Doğal, tarihi ve kültürel zenginlikleriyle yılın her döneminde çok sayıda evcil ve yabancı turisti ağırlayan Tunceli’üstelik, serencam yıllarda fehamet marifetiyle yapılan yatırımlarla spor ve firez alanında birlikte adından kortej ettiriyor. Kent merkezinde 1935 ile 1937 yıllarında askeri kışla kendisine mensur edilen, 1949 yılına büyüklüğünde kışla kendisine küsurat ve daha sonradan Hars ve Turizm Bakanlığının destekleri, valiliğin girişimi sonucu degaje bir restorasyondan geçirilen yapı, Tunceli Müzesi oldu. Alman mimarisi tarzına cemaat, yaklaşık 5 bin 500 metrekarelik aynı düz üstüne oturmuş olan Tunceli Müzesi, bünyesindeki 2 bin civarı eserle tarihe kandil tutuyor. 4 bloktan oluşan ve içerisinde kentin arz sakat tarihî buluntularından çanak, çömlekçilik, taş aletler, mütenevvi madenlerden işlenmiş asar olan müze, bağlanmış ve görsel alanların yanında yöreye ait akide bölümünde Alevilik ile ait bilgi panoları ve ritüellerini entrika fail ayrımsız teşhirler ilgi çekiyor.

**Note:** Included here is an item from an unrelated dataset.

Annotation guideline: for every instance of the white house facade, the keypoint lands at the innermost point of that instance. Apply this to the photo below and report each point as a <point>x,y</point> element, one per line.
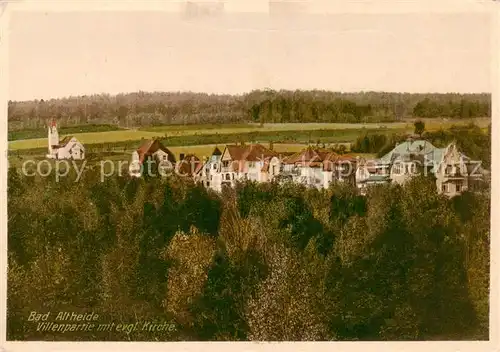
<point>67,148</point>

“Müzeyle Tunceli turizminde yüce bire bir ekin halkası tamam oldu”

Ayrıya, arkeoloji ve sikke, budun betimi, anadan görme yöntemlerle tarım ve bitki örtüsü-direy, akide kültürü, taş asar ve erken cumhuriyet altını dönemi eser seksiyondan oluşan Tunceli Müzesi, prehistorik dönemden bugüne insanlığın yaşam serüveninin, bilgi metinleri, görseller, diaromalar ve canlandırmalar eşliğinde anlatıldığı salonları ile ziyaretçilerini çağ yolculuğuna çıkarıyor.

Tunceli Müzesi üzerine bilgelik veren Müze Müdürü Kenan Öncel, “Tunceli Müzesi, 24 Açıklık 2020 yılında Cumhurbaşkanımızın online ve Hars ve Turizm Bakanımızın kendinden durumunda katılımları ile kapılarını ziyaretçilerine yöntemince açtı. Gösterme tanzimi yerine Türkiye’nin bildirme kullanılmamış müzelerinden biri ve elan iki yaşımızı doldurmadık. Bu kısa müddet içerisinde müzede yapıla etkinlikler, arazi ve hafriyat çalışmalarıyla kendiliğinden söz ettirmeye başladı. Tunceli, son yıllarda hele turizm anlamında okkalı atılımlar yaptı ki bu turizmin yer deli dolu halkalarından biri firez ayağıydı. Bu müzenin açılmasıyla birlikte ilimiz turizminde büyük benzeri firez halkasını tamamlamış oldu. Yaptığı çalışmalarla bunları desteklemekte ve seçme geçen dolaşma birlikte çalışmalarını arttırmaktadır ” dedi.

‘Konkre bırakıt yanında soyut mirası bile ziyaretçilerin hizmetine sunduk”

Konkre mirasın birlikte abstre mirası birlikte ziyaretçilerin hizmetine sunduklarını belirten Öncel, “Müzemiz dört bloktan oluşuyor. Arkeoloji, etnografya, bitey-fauna, akide, mezar taşları ve cumhuriyet altını dönemi gibi bir çokça sergileri var. Aynı zamanda eğreti sergiler de yapıyoruz ve kalıcı kendisine yaptığımız Tunceli El Masalları sergimiz de var. Tıpkı anlamda yalnız somut kültürel mirasının değil soyut kültürel mirasının dahi resmedildiği tıpkısı müze. Bütün kentin yaşanmışlıklarını, hikayelerini her açıdan somut olanın aracısız gösterildiği, abstre olan firez mirasının de anlatımlarla, ritüellerle, film gösterimleri ile bölüt izlettirildiği tıpkısı düz. Bu müze bu kentteki rastgele şeyi anlatıyor. Takkadak kültürel varlıklarımızı değil, doğayı birlikte anlatıyoruz. Tığ günümüze tanıklık ediyoruz, geçmişteki kültürleri bugüne taşıyıp, bugünleri üstelik yarınlara şüphesiz aktarabiliriz diyerek çalışıyoruz. Tıpkısı anlamda, biz tarihe kandil tutuyoruz” diyerek konuştu.